Jennifer Nicholson-USA TODAY Sports

Update: Iwakuma failed his physical with the Dodgers, so he has reunited with the Mariners. The Dodgers still need rotation help.

Last week, the Arizona Diamondbacks shocked the baseball world by signing Zack Greinke to a record contract. Many had seen the Dodgers as the favorites to land Greinke, and their failure to sign him left a huge hole in the their rotation. The Dodgers did not wait long to find a replacement, as they have reportedly signed Hisashi Iwakuma to a three-year, $45 million dollar contract.

While Iwakuma is unlikely to come anywhere close to performing as well as Zack Greinke did in 2015, he is still a nice addition for a team that has a lot of question marks in the rotation after Clayton Kershaw. Iwakuma has quitely put together a nice run of success in his time with the Mariners. In his four-year major league career, Iwakuma has posted a 3.17 ERA with a 3.62 FIP and 3.25 xFIP in 653 2/3 innings. Iwakuma's xFIP appears to be a better indicator of his true talent level than his FIP, as it adjusts for both his unusually high career strand rate (78.6 percent) and HR/FB rate (13.8 percent).

Iwakuma's success should not be a secret to major league teams at this point, but he may still end up being a steal for the Dodgers, especially given what they would have had to pay Zack Greinke. Steamer has Iwakuma projected for 184 innings with a 3.20 ERA, good for 3.6 fWAR. Greinke, on the other hand, is projected for 209 innings with a 3.04 ERA and 4.2 fWAR. Iwakuma is projected to provide 82 percent of the value of Greinke in 2016 in terms of fWAR, but the Dodgers got Iwakuma on a contract half as long -- three years vs. six years -- with an AAV less than half that of Greinke ($15 million vs. $34.4 million).

One factor that could have led to Iwakuma receiving a smaller contract is his age. Next year will be his age-35 season, and starting pitchers at that age are always a risk, especially on multi-year deals. As pitchers age, they tend to lose velocity and become more hittable overall. With Iwakuma, this could be a reason for concern, as he has seen a two mile per hour drop in his fourseam and sinker velocity since his debut in 2012. Iwakuma has never thrown hard, but in 2015, his fourseam averaged 89.1 MPH while his sinker averaged 88.5 MPH, according to Brooks Baseball.

The good news for Iwakuma is that he has a deep arsenal of pitches that he is comfortable using in just about any situation. In 2015, Iwakuma threw four pitches (fourseam, sinker, slider, splitter) at least 17 percent of the time and no more than 25 percent of the time. He also threw a curveball nearly eight percent of the time. With his pitch mix, Iwakuma can find multiple ways to get hitters out, and he is able to consistently keep hitters off balance by being harder to predict with his pitch selection. While Iwakuma's velocity may continue to decline, he should be able to age gracefully as long as he maintains his deep arsenal of pitches.

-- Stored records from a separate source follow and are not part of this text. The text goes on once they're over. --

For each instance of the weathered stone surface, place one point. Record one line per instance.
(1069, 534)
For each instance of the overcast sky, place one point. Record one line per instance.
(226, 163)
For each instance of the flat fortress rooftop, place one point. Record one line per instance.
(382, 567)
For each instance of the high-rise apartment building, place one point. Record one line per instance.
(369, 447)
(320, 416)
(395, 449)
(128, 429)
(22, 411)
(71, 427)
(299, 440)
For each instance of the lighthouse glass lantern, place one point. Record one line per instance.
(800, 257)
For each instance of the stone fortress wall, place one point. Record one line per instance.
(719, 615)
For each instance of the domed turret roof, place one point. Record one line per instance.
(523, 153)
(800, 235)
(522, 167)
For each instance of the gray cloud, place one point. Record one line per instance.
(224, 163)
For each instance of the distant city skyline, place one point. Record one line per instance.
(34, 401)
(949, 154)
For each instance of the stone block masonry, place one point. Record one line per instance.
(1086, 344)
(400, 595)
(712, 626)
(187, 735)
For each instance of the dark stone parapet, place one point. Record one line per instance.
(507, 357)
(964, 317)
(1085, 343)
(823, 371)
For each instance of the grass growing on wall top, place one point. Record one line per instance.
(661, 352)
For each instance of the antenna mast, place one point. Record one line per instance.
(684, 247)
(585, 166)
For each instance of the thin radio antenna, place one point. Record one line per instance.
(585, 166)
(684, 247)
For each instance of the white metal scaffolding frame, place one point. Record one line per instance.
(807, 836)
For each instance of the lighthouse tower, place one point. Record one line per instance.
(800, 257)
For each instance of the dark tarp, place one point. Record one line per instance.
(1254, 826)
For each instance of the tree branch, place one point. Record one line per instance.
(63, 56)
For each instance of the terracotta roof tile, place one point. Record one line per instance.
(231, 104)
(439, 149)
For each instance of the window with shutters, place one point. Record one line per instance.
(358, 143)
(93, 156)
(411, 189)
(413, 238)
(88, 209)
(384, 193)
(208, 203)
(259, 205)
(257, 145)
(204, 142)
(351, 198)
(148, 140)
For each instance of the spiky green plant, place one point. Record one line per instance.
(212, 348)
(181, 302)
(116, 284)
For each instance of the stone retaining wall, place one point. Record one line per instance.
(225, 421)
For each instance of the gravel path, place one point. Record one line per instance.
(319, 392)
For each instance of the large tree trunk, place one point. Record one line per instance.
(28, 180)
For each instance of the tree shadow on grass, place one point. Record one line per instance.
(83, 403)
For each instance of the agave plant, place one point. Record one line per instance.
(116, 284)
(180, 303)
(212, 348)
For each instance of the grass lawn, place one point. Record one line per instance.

Iwakuma also has a good chance of maintaining his level of success late into his 30s due to his impeccable control. After posting a mediocre 8.3 percent walk rate in his first season in 2012, Iwakuma has nearly cut that rate in half by posting a walk rate below five percent in three consecutive seasons. He refuses to give opposing teams extra baserunners, and he also misses bats enough (21.1 career strikeout rate) to be an above average starting pitcher.

Because of injury issues and a lack of rotation depth, the Dodgers badly needed a starting pitcher to slot in behind Clayton Kershaw, They may have missed out on Zack Greinke, but they got one of the best remaining free agent starters in Hisashi Iwakuma. Iwakuma will cost the Dodgers a draft pick, since he received a qualifying offer, but the Dodgers should still be pleased with this deal, as they got a potential three-win pitcher at a bargain rate of $15 million per season. Iwakuma will not be able to replicate what Zack Greinke did in 2015, but he will likely provide some of the same value at a fraction of the cost.